De in artikel 2, tweede lid, van de wet vervatte verboden, voor zover deze betrekking hebben op de zondag en de feestdagen, gelden niet voor het te koop aanbieden en verkopen van feestartikelen en speelgoed op een terrein, waar een kermis wordt gehouden.

Artikel 17. Toezicht

Met het toezicht op de naleving van het bepaalde bij of krachtens deze verordening zijn belast de door burgemeester en wethouders aangewezen toezichthouders.

Artikel 18. Overgangsrecht

De krachtens artikel 6 van de Verordening Winkeltijden gemeente Maassluis (1996) verleende ontheffing aan Super de Buurman vervalt, met dien verstande dat deze ondernemer een ontheffing wordt verleend op grond van artikel 3 van deze Verordening, waarbij voor deze ontheffing een uitzondering wordt ge- maakt op het gestelde in artikel 3 tweede lid onder b. De overige voorwaarden zijn onverminderd van kracht.
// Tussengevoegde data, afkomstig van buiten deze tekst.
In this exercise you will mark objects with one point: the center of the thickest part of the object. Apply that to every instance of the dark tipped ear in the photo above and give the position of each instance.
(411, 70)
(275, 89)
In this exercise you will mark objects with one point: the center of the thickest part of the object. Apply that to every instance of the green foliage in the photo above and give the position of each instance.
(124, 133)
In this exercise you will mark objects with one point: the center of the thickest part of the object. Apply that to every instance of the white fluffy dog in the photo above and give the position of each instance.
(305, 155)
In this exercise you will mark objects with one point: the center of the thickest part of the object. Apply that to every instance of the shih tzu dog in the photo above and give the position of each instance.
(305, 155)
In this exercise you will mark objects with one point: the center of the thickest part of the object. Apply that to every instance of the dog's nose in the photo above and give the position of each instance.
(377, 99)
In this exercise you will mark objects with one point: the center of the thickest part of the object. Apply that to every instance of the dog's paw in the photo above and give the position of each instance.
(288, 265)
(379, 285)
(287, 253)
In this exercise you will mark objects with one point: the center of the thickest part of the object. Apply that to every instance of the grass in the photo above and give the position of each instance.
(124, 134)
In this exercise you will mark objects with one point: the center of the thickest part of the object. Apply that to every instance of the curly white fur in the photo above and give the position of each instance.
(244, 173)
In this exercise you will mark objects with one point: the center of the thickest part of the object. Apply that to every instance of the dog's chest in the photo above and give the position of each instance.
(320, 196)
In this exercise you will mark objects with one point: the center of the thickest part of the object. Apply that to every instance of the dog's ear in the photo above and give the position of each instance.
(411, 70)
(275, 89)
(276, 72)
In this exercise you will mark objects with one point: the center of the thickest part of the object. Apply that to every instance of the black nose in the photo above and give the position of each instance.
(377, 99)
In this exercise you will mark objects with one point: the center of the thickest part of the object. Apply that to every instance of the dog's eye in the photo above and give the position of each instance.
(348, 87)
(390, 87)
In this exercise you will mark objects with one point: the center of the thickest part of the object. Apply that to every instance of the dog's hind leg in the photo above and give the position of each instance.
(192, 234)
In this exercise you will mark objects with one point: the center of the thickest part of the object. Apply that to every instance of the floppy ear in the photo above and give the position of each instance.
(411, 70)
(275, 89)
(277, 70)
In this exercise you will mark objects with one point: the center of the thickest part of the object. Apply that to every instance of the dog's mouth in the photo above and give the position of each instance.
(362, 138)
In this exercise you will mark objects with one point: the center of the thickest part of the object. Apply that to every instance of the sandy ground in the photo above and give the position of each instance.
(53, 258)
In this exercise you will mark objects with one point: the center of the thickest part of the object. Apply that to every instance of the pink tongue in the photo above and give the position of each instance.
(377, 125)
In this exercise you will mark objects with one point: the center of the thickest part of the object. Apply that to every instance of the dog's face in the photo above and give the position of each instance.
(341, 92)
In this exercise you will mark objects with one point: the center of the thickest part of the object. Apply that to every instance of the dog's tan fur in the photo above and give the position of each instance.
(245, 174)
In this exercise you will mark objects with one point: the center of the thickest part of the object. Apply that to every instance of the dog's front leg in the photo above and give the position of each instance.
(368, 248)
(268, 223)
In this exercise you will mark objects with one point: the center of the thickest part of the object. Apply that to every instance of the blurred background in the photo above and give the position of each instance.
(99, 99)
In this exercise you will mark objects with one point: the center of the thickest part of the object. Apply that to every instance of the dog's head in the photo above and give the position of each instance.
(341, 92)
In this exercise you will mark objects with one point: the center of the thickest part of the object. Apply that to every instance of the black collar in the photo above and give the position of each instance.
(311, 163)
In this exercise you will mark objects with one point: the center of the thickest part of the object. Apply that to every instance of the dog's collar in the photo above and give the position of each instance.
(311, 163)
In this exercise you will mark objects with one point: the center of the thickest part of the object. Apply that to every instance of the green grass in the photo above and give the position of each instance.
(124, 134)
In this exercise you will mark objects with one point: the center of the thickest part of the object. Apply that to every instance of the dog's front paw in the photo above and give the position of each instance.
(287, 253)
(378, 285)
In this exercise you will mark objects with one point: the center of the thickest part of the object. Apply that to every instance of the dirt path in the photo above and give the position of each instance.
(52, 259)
Artikel 19. Hardheidsclausule

Het College kan deze verordening buiten toepassing laten of daarvan afwijken, voor zover toepassing, gelet op de belangen die de Wet en deze verordening beogen te beschermen, leidt tot een onbillijkheid van overwege aard.

Artikel 20. Intrekking oude verordening

Met de inwerkingtreding van deze verordening wordt de Verordening inzake Winkeltijden 2014 ingetrokken.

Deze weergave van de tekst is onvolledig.